The strange case of Dr Earth and the UKIP environment policies

Dr._Strangelove jpeg

Dr Strangelove

Curious to discover whether UKIP could justify new(ish) recruit Mark Reckless’ position on the protection of Lodge Hill (he is currently for its protection), I went in search of their environmental policies. I had already subjected myself to “ordeal by UKIP agriculture policy“, and the scars having nearly healed, I braced myself to read what they had to say about nature, wildife and so on.

It doesnt start well. The Environment in UKIP land is a subset of Housing. I suppose the thinking behind this is that farmland is for farming, and everything else is for housing, so the environment is where houses are built. Perhaps I’m overinterpreting here.

I was also intrigued by the UKIP slogan “vote purple keep The UK (represented by the Union flag) green.” Are UKIP now trying to grab the “greenest government ever” trophy from the LibCon coalition.

Their housing and environment spokesman is Andrew Charalambous, who is, variously, a Barrister, a Colonel to the Governor of Kentucky, a trooper in the Territorial Light Cavalry, and a Knight Grand Commander of the Byzantine Order of Holy Sepulchre.  He claims to be descended from Roman Emperors, Norman Kings and the Doges of Venice, styled himself Doctor Earth, and set up an Eco Club, which entailed clubbers flying to Ibiza for their green club experience. Friends of the Earth got very cross when Charalambous tried to associate their name and logo with his antics.

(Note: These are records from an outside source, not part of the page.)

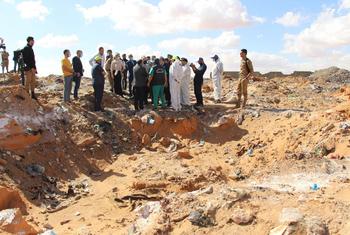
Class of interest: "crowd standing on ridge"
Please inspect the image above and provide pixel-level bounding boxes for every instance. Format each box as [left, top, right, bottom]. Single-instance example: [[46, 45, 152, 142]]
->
[[0, 37, 254, 112]]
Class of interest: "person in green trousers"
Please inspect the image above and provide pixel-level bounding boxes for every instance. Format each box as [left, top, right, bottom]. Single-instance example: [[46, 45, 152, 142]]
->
[[148, 57, 168, 110]]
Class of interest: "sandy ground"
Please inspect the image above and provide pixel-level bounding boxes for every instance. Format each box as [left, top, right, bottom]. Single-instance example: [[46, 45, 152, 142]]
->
[[0, 70, 350, 235]]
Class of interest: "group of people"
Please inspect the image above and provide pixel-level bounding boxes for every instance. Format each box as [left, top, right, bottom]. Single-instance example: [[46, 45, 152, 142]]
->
[[2, 37, 254, 111]]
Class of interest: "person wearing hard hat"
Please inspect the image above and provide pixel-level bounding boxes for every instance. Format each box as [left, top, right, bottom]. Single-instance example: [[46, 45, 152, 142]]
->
[[169, 56, 183, 111], [92, 56, 105, 112], [211, 55, 224, 103]]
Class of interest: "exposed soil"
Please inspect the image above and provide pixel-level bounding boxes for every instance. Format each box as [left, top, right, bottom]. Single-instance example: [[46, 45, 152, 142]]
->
[[0, 68, 350, 235]]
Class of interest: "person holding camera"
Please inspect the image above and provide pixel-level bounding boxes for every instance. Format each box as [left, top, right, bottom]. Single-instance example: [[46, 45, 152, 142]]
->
[[22, 36, 37, 100]]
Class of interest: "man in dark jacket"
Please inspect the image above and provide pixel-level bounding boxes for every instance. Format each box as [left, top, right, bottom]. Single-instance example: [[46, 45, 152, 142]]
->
[[190, 58, 207, 107], [125, 55, 136, 97], [133, 60, 148, 111], [22, 37, 37, 99], [72, 50, 84, 100], [92, 56, 105, 112]]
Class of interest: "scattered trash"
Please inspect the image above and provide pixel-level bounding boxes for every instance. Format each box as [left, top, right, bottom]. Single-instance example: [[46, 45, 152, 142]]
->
[[227, 208, 254, 225], [26, 164, 45, 176], [339, 122, 350, 131], [237, 113, 244, 125], [310, 184, 320, 191], [187, 210, 215, 227], [279, 208, 304, 224]]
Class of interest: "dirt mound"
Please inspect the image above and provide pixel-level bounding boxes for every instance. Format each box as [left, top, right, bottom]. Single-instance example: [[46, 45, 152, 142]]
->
[[130, 112, 199, 138], [309, 67, 350, 83], [0, 188, 27, 214]]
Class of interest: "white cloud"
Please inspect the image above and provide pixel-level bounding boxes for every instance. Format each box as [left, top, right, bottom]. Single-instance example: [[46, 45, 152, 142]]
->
[[340, 0, 350, 9], [275, 11, 303, 27], [16, 0, 50, 20], [284, 9, 350, 57], [158, 32, 240, 56], [36, 33, 79, 48], [76, 0, 264, 35], [1, 0, 15, 4]]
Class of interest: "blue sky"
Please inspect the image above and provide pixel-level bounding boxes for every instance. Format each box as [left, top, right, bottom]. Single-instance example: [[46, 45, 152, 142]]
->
[[0, 0, 350, 75]]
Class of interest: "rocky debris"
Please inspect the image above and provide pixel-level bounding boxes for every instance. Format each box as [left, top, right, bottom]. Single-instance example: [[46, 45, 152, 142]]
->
[[39, 230, 57, 235], [279, 208, 304, 224], [236, 113, 245, 125], [0, 209, 37, 234], [0, 187, 27, 215], [187, 209, 215, 227], [26, 164, 45, 177], [227, 208, 254, 225], [177, 150, 193, 159], [310, 84, 323, 93], [141, 134, 151, 146], [309, 67, 350, 84], [305, 216, 329, 235]]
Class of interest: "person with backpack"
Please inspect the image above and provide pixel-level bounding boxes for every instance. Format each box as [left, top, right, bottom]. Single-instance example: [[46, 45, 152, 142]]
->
[[236, 49, 254, 108], [22, 36, 38, 100], [148, 57, 168, 110], [91, 55, 105, 112]]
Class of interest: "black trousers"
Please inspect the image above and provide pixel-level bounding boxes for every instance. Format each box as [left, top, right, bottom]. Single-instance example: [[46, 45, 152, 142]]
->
[[113, 71, 123, 96], [134, 87, 147, 110], [73, 77, 81, 98], [123, 71, 128, 90], [194, 79, 203, 105], [93, 82, 105, 111], [129, 76, 134, 96], [164, 83, 171, 107]]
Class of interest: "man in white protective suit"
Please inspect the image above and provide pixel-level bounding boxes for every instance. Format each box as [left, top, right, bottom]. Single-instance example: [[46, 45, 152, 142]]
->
[[169, 56, 183, 111], [211, 55, 224, 103], [181, 58, 191, 106]]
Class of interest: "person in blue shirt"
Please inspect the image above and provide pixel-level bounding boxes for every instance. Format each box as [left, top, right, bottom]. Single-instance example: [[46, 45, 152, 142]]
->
[[92, 56, 105, 112], [125, 55, 136, 97]]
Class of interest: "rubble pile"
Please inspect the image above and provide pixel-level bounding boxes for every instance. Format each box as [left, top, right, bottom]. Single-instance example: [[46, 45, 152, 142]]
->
[[309, 67, 350, 84], [0, 72, 350, 235]]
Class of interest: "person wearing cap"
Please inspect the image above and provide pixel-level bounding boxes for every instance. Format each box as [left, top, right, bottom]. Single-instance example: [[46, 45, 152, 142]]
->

You can read all about Dr Earth’s beliefs here on his facebook page. It is quite strange. He says he has completed one of the profoundest spiritual journeys in history. I find it a bit odd that someone who is as enlightened as Jesus or Buddha would end up as UKIP’s housing spokesman, but I understand the path to enlightenment is full of temptations, dead ends and traps.

Charalambous is also a property developer and private landlord, owning over a thousand properties. So he should know something about housing and the private rented sector in particular. He has profited greatly from it, earning over £750,000 from housing benefit paid via tenants to his properties in Haringey, North London, many of them immigrants.

But he is also, according to this wikipedia page, a Professor of Environmental Sciences at the Universitas Sancti Cyrillus, which also  bestowed upon him a Doctorate of Divinity. This University is based in Valletta, Malta, and is closely linked to the Byzantine Order of Holy Sepulchre, in which Charalambous is a Knight Grand Commander.

I was curious to find out more about the University of St Cyril, but there was little information, other than its own promotional websites. Until I found it listed here and here with other degree mills and bogus universities. Could this really be true?

Anyway, enough about UKIP’s colourful environment spokesman: what of their policies?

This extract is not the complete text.